It is hard to argue against giants like Harold Abelson:
Programs must be written for people to read, and only incidentally for machines to execute.
and Donald Knuth:
Premature optimization is the root of all evil.
In fact, I don't, but there is an inherent trade-off: introducing expressive abstractions to make programs easier for people to read often also tends to make the same programs more resource consuming for machines to execute.
Ideally everyone would be using a sufficiently smart compiler that would effectively eliminate abstraction penalty, but in the absence of such technology, you will need to eliminate abstraction penalty manually. But therein lies the other side of the trade-off: optimization is often about eliminating the very abstractions that make programs more readable.
If you are lucky, your profiler tells that you only need to optimize a few localized spots of your program. But what if that isn't the case? What if the source of inefficiency is the very abstraction mechanism that is used throughout your program and there is no easy to way to make it faster? That can very well be the case with, for example, monadic abstractions such as parser combinators and user space threads.
The performance of a parser written with monadic parser combinators depends crucially on the performance of the basic monadic operations. If the basic operations are slow and cannot be optimized further then there isn't much that can be done except to rewrite the whole parser. This is why the internal implementation of FParsec is manually optimized to death. Has the manual optimization of FParsec been worth the trouble?

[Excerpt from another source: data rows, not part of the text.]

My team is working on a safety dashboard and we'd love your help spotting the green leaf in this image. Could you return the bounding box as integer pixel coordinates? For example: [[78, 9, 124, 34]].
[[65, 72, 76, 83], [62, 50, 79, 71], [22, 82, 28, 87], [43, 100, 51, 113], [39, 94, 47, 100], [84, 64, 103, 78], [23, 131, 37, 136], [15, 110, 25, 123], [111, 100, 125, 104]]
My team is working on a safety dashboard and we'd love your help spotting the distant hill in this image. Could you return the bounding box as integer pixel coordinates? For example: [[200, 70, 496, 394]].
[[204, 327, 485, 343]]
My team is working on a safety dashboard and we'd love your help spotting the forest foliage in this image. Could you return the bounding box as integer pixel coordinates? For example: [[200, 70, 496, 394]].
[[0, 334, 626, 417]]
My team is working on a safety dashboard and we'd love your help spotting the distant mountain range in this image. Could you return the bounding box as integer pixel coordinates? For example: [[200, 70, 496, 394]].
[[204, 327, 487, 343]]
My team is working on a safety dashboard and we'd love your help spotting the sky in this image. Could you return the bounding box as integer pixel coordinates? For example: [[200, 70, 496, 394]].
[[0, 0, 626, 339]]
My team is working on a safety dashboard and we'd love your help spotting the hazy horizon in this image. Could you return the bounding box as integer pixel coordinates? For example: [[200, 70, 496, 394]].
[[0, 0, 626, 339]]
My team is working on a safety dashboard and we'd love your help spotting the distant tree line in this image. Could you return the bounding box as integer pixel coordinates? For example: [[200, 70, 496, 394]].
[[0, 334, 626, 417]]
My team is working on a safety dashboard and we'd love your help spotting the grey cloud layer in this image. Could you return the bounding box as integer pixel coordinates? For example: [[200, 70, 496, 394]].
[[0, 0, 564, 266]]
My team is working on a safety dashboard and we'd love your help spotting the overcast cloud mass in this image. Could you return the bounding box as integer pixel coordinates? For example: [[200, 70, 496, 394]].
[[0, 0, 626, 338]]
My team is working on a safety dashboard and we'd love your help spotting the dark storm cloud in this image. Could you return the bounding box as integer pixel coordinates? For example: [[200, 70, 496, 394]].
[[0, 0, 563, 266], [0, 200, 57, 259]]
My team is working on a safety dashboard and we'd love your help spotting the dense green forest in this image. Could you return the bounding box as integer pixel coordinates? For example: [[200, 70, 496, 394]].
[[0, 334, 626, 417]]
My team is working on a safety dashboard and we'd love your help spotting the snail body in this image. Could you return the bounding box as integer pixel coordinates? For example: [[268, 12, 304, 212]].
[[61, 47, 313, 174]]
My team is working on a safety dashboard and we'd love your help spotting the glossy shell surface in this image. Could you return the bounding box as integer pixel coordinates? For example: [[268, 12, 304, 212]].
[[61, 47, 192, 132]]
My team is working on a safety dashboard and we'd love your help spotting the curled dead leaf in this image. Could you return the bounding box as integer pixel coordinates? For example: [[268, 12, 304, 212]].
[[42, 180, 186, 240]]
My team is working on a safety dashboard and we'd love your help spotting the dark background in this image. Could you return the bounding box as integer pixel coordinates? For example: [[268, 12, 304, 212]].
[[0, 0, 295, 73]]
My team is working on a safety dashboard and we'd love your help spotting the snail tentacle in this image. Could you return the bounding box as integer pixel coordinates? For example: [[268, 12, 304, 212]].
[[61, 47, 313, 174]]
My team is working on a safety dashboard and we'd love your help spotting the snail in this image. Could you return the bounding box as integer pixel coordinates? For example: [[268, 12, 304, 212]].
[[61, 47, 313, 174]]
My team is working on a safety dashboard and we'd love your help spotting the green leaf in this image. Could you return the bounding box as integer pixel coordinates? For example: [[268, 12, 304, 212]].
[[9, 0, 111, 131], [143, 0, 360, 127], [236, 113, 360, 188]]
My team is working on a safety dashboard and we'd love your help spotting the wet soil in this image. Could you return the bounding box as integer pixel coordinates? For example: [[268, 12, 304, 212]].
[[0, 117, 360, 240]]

I've written a few parsers with FParsec, including a parser for a simple programming language with a layout sensitive syntax. In that project, performance was important and I needed to manually optimize the parser. In terms of FParsec combinators, I mainly just made sure that parts of parsers were not unnecessarily being reevaluated. Mostly, however, I could just use the high level monadic parser combinators to implement the parser in a manner that I found fairly readable. If the internals of FParsec weren't optimized as aggressively as they are, I probably would have had to completely rewrite the parser. I'd argue that performance can be an enabling feature. Without the aggressive internal optimization, FParsec would at best be an interesting toy and only suitable for prototyping.
Similarly, the performance of a program written with monadic user space thread combinators depends crucially on the performance of the basic monadic operations. If the basic operations are slow and cannot be optimized further then there isn't much that can be done except to rewrite the whole program.
As Alan Perlis has said
LISP programmers know the value of everything and the cost of nothing.
Unfortunately I'm not a LISP programmer and I would like to be able to express parallel, asynchronous and concurrent programs without having to worry about the various costs. For example, if it seems useful to spawn a new thread for every item to build, I'd rather do that than redesign the core of the system in another, possibly less powerful, way.
It isn't the case that I would have optimized Hopac, because it was fun. It was fun for a day or two and meant eliminating much of the readability of the internals of Hopac—a costly trade-off I don't particularly like, but pay so that I can elsewhere stop worrying about costs and gain freedom of expression.